7 octobre : Bienheureuse Vierge Marie du Rosaire
Mémoire
Notice du Missel
« Le 7 octobre 1571, l’Occident fut libéré de la menace turque par la victoire de Lépante, qu’on attribua à la récitation du Rosaire. Aujourd’hui nous sommes invités à redécouvrir la place de Marie dans l’histoire du salut en saluant la sainte Mère de Dieu, à travers la contemplation des mystères joyeux, lumineux, douloureux et glorieux » (Missel romain, éd. 2021, Desclée-Mame, p. 801, avec l’autorisation @AELF)

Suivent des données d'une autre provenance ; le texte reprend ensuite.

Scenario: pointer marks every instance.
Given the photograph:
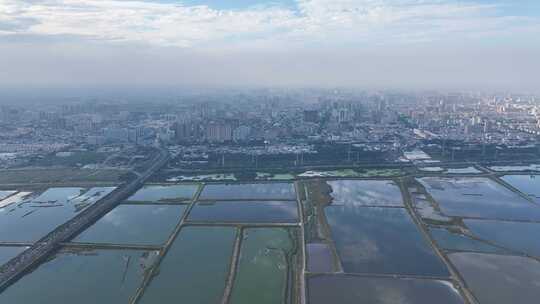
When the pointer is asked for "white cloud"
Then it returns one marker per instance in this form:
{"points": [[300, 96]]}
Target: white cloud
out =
{"points": [[323, 22]]}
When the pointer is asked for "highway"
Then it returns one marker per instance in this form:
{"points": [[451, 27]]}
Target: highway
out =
{"points": [[49, 244]]}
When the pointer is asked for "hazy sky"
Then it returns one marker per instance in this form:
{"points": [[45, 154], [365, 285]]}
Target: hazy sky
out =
{"points": [[420, 44]]}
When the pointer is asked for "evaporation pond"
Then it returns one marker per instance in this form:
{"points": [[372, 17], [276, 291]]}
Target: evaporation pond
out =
{"points": [[195, 268], [519, 236], [275, 191], [6, 193], [347, 289], [499, 279], [479, 197], [528, 184], [30, 220], [245, 211], [319, 257], [164, 193], [365, 193], [83, 276], [7, 253], [454, 241], [265, 272], [381, 240], [134, 224]]}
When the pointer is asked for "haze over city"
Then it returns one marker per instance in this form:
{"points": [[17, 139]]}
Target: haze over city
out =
{"points": [[404, 44], [269, 152]]}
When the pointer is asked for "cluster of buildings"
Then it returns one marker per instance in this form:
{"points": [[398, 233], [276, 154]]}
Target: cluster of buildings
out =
{"points": [[257, 120]]}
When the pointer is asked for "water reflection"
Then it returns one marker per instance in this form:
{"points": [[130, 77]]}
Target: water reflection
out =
{"points": [[528, 184], [381, 240], [164, 193], [319, 258], [74, 276], [479, 197], [365, 193], [522, 237], [249, 191], [265, 267], [245, 211], [346, 289], [134, 224], [455, 241], [7, 253], [31, 219], [195, 268], [500, 279]]}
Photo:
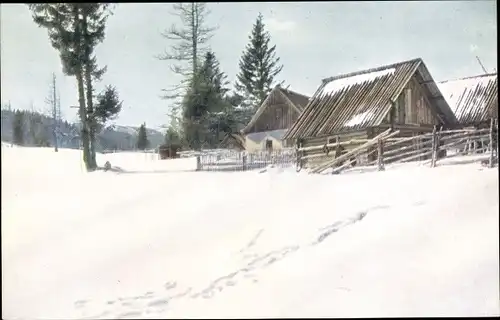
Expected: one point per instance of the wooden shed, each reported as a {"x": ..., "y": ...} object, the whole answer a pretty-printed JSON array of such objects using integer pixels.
[
  {"x": 360, "y": 105},
  {"x": 276, "y": 114}
]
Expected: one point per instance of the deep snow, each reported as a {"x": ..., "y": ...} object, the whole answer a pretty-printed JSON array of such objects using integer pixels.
[{"x": 410, "y": 241}]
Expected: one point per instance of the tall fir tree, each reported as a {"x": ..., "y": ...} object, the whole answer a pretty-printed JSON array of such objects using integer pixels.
[
  {"x": 204, "y": 102},
  {"x": 74, "y": 30},
  {"x": 259, "y": 67},
  {"x": 142, "y": 138},
  {"x": 18, "y": 128},
  {"x": 190, "y": 44}
]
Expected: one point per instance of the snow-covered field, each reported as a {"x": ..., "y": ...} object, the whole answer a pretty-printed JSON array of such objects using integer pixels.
[{"x": 410, "y": 241}]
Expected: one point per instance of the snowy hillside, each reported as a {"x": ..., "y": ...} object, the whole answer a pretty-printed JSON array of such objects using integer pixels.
[{"x": 411, "y": 241}]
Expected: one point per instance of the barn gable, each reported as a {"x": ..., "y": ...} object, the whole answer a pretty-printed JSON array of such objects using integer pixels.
[
  {"x": 473, "y": 99},
  {"x": 402, "y": 93},
  {"x": 279, "y": 111}
]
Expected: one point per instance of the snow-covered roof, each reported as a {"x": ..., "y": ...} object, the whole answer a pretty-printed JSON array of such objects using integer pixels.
[
  {"x": 472, "y": 99},
  {"x": 258, "y": 137},
  {"x": 363, "y": 99},
  {"x": 291, "y": 98}
]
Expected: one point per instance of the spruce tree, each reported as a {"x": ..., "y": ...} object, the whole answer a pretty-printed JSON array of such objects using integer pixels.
[
  {"x": 190, "y": 43},
  {"x": 142, "y": 138},
  {"x": 18, "y": 128},
  {"x": 107, "y": 106},
  {"x": 259, "y": 66},
  {"x": 203, "y": 103},
  {"x": 74, "y": 30}
]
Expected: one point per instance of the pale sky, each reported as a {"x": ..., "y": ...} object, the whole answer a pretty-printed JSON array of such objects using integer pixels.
[{"x": 314, "y": 40}]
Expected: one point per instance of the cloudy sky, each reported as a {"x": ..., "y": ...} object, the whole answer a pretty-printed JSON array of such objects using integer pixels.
[{"x": 314, "y": 41}]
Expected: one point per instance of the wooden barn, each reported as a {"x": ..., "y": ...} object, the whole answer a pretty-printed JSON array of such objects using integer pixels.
[
  {"x": 473, "y": 100},
  {"x": 360, "y": 105},
  {"x": 235, "y": 141},
  {"x": 277, "y": 113}
]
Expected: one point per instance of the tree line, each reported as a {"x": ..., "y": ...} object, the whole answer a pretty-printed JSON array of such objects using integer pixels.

" Nous te prions, Seigneur, de répandre ta grâce en nos cœurs ; par le message de l’Ange, tu nous as fait connaître l’incarnation de ton Fils bien-aimé ; conduis-nous par sa passion et par sa croix, avec le secours de la bienheureuse Vierge Marie, jusqu’à la gloire de la résurrection " (extrait de la prière d'ouverture).
► Pour la messe : en blanc, préface de la bienheureuse Vierge Mare n° 1 ou 2
► Pour les lectures de la messe et les offices des heures, voir sur le site de l'AELF (Association Épiscopale Liturgique pour les pays Francophones)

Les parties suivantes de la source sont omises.